What goes into an electrician hourly rate
Your billing rate covers every cost of running a licenced electrical contracting business in Ontario. Ignore these and you are working for free.
- Labour burden: wages, CPP, EI, vacation pay, and WSIB premiums. Electrical contractors usually fall into WSIB rate groups in the 2 to 4 percent range. Check the WSIB premium rates page for your exact classification.
- Mandatory insurance: ECRA/ESA requires at least $2,000,000 in public liability and property damage insurance to hold your contractor licence. Annual premiums typically run $1,500 to $3,500. Full requirements are on the ESA Licensing page.

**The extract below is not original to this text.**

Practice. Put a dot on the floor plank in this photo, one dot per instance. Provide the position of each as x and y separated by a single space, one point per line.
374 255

- Master Electrician requirement: you must either be a Master Electrician or employ one at all times. The Master Electrician exam and ongoing responsibility is a real cost.
- Truck and tools: van lease or depreciation, fuel, insurance, inventory. Easily $1,500 to $2,800 per month per vehicle.
- Licence display and compliance: ECRA/ESA licence number must be displayed on business vehicles within 90 days, and all installations require permits with ESA.
- Office overhead: dispatch, accounting, marketing, software, phone.
A licenced Ontario electrical contractor needs to bill around $110 to $140 per hour just to net $35 to $50 per hour take-home after all of the above. If you are charging $75 per hour and paying yourself $34 per hour on the books, you are very likely losing money and do not know it yet.
Service call fees and minimum charges
Almost every Ontario electrical shop charges a service call fee on top of the hourly rate. This covers dispatch, fuel, and the first assessment.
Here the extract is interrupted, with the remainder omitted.